JAKARTA – Presiden Amerika Serikat (AS), Donald Trump, meragukan keakuratan data dari China terkait wabah virus corona (Covid-19), setelah anggota Kongres AS menyebutkan beberapa laporan intelijen yang menunjukkan indikasi Negeri Tirai Bambu seakan menutupi data.

“Bagaimana kita tahu jika (data) mereka (China) akurat, jumlahnya tampaknya sedikit berada di sisi terang,” kata Trump, dilansir dari AFP, Jumat (3/4).

Meski begitu, Trump menegaskan hubungan AS dengan China masih tetap baik. Dia juga mengaku tetap dekat dengan Presiden China, Xi Jinping.

Kontroversi terkait transparansi data China oleh AS serta prasangka yang dipicu oleh teori konspirasi di China, bahwa militer AS yang harus disalahkan atas munculnya virus corona, terlihat memperburuk hubungan kedua negara.

Partai Republik di Kongres AS sempat menunjukkan sebuah laporan dari media Bloomberg yang mengutip dari sumber intelijen AS, menyatakan bahwa China tidak sepenuhnya jujur mengenai laporan jumlah infeksi dan kematian akibat virus corona.

Dokumen intelijen rahasia yang dikirim ke Gedung Putih pada pekan lalu itu menunjukkan laporan data China sengaja diberikan secara tidak lengkap.

Saat Juru Bicara Kementerian Luar Negeri China, Hua Chunying, ditanya tentang laporan intelijen tersebut, dia tidak secara langsung menjawab secara jelas. Dia hanya menyebut masih terdapat hal yang lebih penting untuk dilakukan dibandingkan ‘menyalahkan orang lain’.

“Memfitnah, mendiskreditkan, menyalahkan orang lain, atau mengalihkan tanggung jawab tidak dapat menggantikan waktu yang telah hilang. Melakukan kebohongan hanya akan menghabiskan lebih banyak waktu dan menyebabkan lebih banyak nyawa (hilang),” ucap Hua.

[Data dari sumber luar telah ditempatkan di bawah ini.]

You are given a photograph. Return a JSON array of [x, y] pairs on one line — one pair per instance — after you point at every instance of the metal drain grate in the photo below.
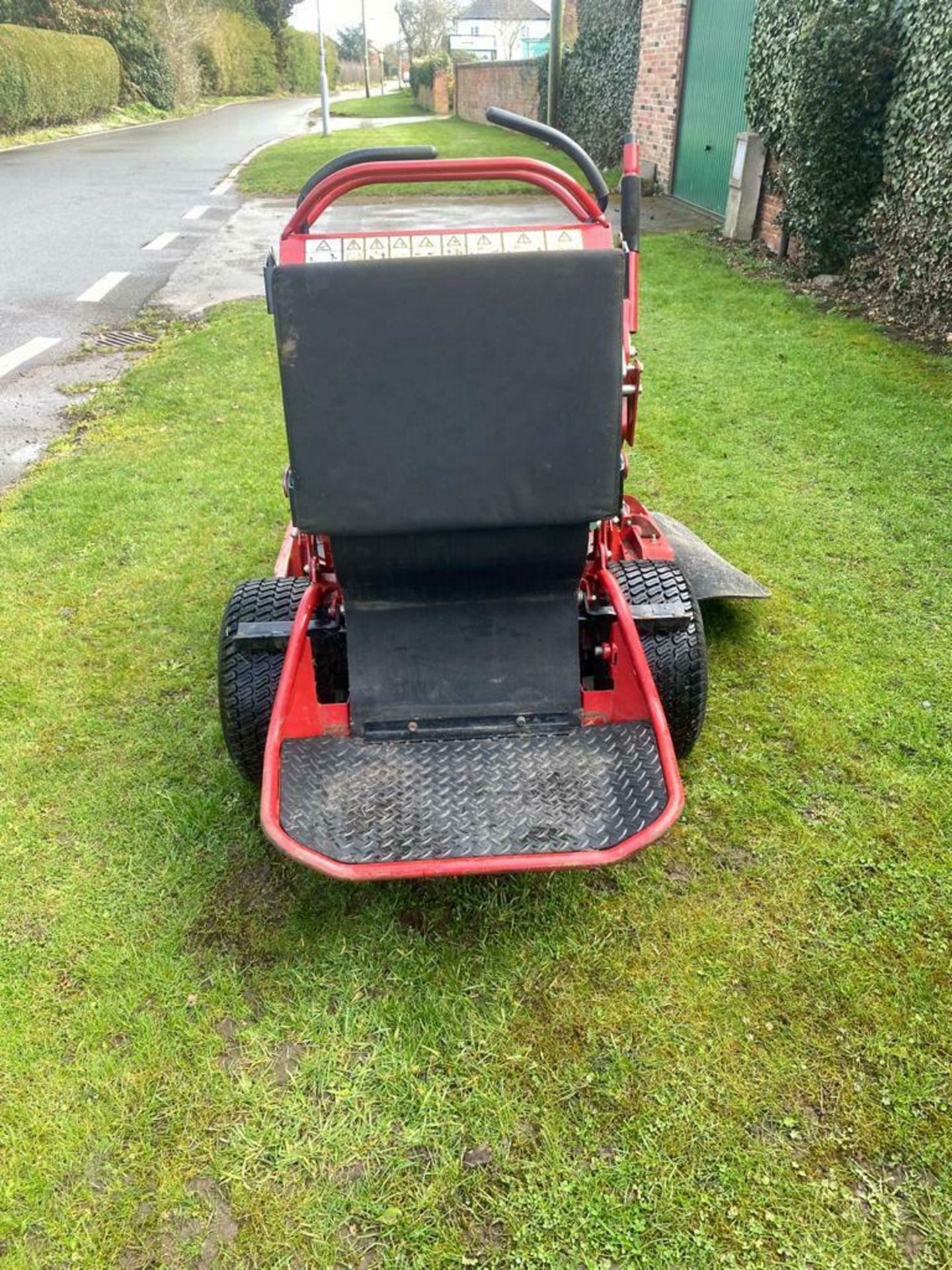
[[124, 339]]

Di sisi lain, Senator dari Partai Republik, Ben Sasse, menyebut secara terang-terangan bahwa data-data dari China sebagai ‘propaganda sampah.’

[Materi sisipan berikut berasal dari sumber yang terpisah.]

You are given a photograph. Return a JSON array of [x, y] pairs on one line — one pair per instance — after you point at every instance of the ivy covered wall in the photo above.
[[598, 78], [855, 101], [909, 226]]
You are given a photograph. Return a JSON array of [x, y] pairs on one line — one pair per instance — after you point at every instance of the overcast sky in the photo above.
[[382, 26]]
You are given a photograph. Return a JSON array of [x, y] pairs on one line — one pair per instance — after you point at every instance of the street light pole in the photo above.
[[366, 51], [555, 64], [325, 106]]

“Klaim bahwa Amerika Serikat memiliki lebih banyak kematian karena virus corona daripada China adalah salah,” kata Sasse.

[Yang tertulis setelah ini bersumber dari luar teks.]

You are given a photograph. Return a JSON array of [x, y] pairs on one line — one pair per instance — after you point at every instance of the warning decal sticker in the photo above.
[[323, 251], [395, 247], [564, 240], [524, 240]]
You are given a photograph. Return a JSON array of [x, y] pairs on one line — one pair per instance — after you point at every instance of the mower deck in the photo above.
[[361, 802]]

Sejauh ini, China melaporkan sebanyak 82.394 kasus dan 3.316 kematian akibat virus corona pada Kamis (2/4), berdasarkan perhitungan Universitas Johns Hopkins. Sementara AS melaporkan sebanyak 216.722 kasus dan 5.137 kematian di Amerika Serikat dan menjadi yang tertinggi di dunia.

Dalam sebuah pernyataan menanggapi laporan itu, Anggota Komite Urusan Luar Negeri Dewan Perwakilan AS, Michael McCaul, mengatakan China bukan mitra yang dapat dipercaya dalam perang melawan virus.

“Mereka berbohong kepada dunia tentang penularan virus dari manusia ke manusia, membungkam para dokter dan jurnalis yang mencoba melaporkan kebenaran, dan sekarang tampaknya menyembunyikan jumlah orang yang terkena dampak penyakit ini,” kata McCaul.

Dia dan anggota parlemen lainnya telah meminta Departemen Luar Negeri untuk meluncurkan penyelidikan terkait laporan tersebut.

Pada Selasa lalu, seorang anggota Gugus Tugas Covid-19 AS, Deborah Birx, mengatakan komunitas medis melihat wabah China sebagai hal yang serius. Namun, dia merasa dampak virus ke China lebih kecil dari yang telah diperkirakan.

“Saya pikir mungkin kita kehilangan sejumlah besar data,” ungkap Deborah.